Landlord hammered by Court of AppealThe Court of Appeal took a very heavy handed view of a residential landlord’s “minor omission” earlier this month.  The landlord was ordered to pay the maximum penalty allowed by law (three times the rental deposit) for not supplying his tenant with full details of the deposit protection scheme he had used.

In the case of Ayannuga v Swindells [2012], the tenant allegedly fell into arrears with his rent and the landlord applied to court to repossess the property. The tenant argued that the possession order could not be granted because the landlord had not fully complied with the legislation on tenancy deposits at the start of the tenancy.

The landlord had taken the deposit and protected it in one of the approved schemes but accepted that he had not given the tenant all the required information about the scheme as required by the Housing (Tenancy Deposits) (Prescribed Information) Order 2007.

The landlord argued that the deposit had been protected, that the tenant knew that it had been protected and knew which scheme it had been protected under.   He said that the requirement to provide full details of the scheme was largely a technical one and that the tenant could very easily have found out anything he needed to know from the scheme’s administrator.

The judge at the first hearing agreed with the landlord and dismissed the tenant’s claim. The judge said that information in the tenancy agreement, coupled with the further information provided by the Landlord during the hearing, was enough to comply with the requirements of the law.

The tenant appealed. In their judgment earlier this month, the Court of Appeal sided with tenant. They said that the requirement to provide information was not a technicality but was of real importance as it told tenants how they could seek to recover their money and how they could dispute deductions using the scheme’s arbitration procedure. The Court ordered the landlord to pay the tenant compensation equivalent to three times the value of the deposit. He also forfeited the original deposit.  Effectively a penalty of four times the deposit. Plus legal costs.

RentFair says

Whilst of course landlords should comply with the law, the decision to award the maximum penalty does seem unduly harsh. The deposit had been protected and the tenant clearly knew his legal rights; he does not seem to have been put at any disadvantage by not receiving the prescribed information. He could have found out anything he needed to know by contacting the Deposit Scheme itself, or by looking on their website. Or presumably by simply asking the landlord.  Allowing tenants who don’t pay rent to benefit financially in this way surely sets a dangerous precedent.

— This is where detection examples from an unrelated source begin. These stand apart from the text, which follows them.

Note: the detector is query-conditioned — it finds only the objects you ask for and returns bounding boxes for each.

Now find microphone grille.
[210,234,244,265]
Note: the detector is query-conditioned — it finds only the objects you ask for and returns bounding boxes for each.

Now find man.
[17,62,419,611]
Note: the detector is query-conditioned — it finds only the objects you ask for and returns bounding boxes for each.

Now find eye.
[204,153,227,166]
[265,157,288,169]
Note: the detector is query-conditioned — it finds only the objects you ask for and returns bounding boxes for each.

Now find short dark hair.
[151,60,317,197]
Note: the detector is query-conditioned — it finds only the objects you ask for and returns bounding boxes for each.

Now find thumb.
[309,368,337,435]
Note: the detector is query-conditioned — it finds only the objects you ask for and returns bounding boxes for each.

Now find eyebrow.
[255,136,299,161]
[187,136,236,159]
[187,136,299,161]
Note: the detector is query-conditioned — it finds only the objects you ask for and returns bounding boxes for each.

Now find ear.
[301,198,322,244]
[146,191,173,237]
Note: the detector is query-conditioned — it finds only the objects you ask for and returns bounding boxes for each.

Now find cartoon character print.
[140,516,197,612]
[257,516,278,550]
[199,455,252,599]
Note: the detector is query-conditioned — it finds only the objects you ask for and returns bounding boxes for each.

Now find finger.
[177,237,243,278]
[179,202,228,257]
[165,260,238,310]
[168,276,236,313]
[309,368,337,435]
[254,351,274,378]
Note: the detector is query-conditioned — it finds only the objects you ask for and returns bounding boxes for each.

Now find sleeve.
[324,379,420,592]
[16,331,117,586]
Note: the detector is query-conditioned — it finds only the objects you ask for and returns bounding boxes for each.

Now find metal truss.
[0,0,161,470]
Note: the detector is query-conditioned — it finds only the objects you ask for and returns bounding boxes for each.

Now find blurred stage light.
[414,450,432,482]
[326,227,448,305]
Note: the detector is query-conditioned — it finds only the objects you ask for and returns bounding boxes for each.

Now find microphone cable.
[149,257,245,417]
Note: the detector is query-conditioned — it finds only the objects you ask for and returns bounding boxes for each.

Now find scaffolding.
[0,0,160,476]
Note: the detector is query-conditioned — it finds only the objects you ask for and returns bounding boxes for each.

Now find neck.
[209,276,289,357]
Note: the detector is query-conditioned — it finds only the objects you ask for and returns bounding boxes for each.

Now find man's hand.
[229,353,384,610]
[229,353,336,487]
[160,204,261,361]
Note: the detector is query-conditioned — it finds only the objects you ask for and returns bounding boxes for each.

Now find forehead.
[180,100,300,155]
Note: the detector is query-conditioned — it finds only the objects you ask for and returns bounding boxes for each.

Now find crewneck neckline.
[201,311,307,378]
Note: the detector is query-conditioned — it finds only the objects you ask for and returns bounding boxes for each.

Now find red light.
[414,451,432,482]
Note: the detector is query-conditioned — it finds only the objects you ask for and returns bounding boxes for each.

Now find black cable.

Yes, of course the law should be upheld. But was there any need to come down on the landlord like a ton of bricks?  Had the landlord simply kept the deposit himself he is likely to have come off no worse.  It seems that landlords – like lawyers, journalists and estate agents  - are fair game.

Jun 042012
 

The Law

All Landlords who take a deposit on an Assured Shorthold Tenancy must protect it in a Government authorised scheme within 30 days of receiving it from the tenant.

These rules apply in England and Wales; similar rules will take effect in Scotland from 2 July 2012.

The Approved Schemes

There are three approved schemes:

Deposit Protection Service (DPS)

    • Free to use
    • Deposits are held by the DPS, not the landlord
    • Free dispute resolution service

Tenancy Deposit Scheme (TDS)

    • Deposits are held by the Landlord and only sent to TDS if there is a dispute
    • Fee payable for each deposit registered and at each renewal of the tenancy agreement
    • Free dispute resolution service

My Deposits

    • Deposits held by Landlord and only sent to My Deposits if there is a dispute
    • One off joining fee plus a fee for each deposit held, payable again at each renewal of the tenancy agreement
    • Free dispute resolution service

How much is the Deposit?

The law does not specify an amount.  Traditionally, the deposit would be one month’s rent but it is now more common for landlords to ask for 6 weeks’ rent.   This is to prevent tenants using up the entire deposit by failing to pay the last month’s rent at the end of the tenancy, leaving nothing for any damage they may have caused.  Landlords need to be careful about asking for 2 months’ rent or more as this may be classed as a “premium” which could give the tenants additional rights under the tenancy agreement.

What are the Penalties for Failure to Comply?

  • The landlord will be unable to obtain a Court Order for repossession if the deposit has not been protected.  This means that, if tenants refuse to leave the property, the landlord will have no legal right to evict them until the deposit has either been protected under one of the authorised schemes, or returned in full to the tenants.
  • A court may order the landlord to pay the tenant compensation of up to three times the amount of the deposit.

Anything Else?

Landlords must provided their tenants with information about the deposit scheme they have chosen within 30 days of receiving the deposit.  The information includes details (including contact details) of the scheme used, procedures for repaying the deposit at the end of the tenancy and instructions about how any disputes will be handled.  The schemes usually provide leaflets in which most of this information is contained.

Update:  The requirement to provide precise details of the scheme to the tenant as set out in the legislation is treated very seriously by the courts.  In the case Ayannuga v Swindells the Court of Appeal awarded the maximum penalty on a landlord for a “minor omission” in the information provided.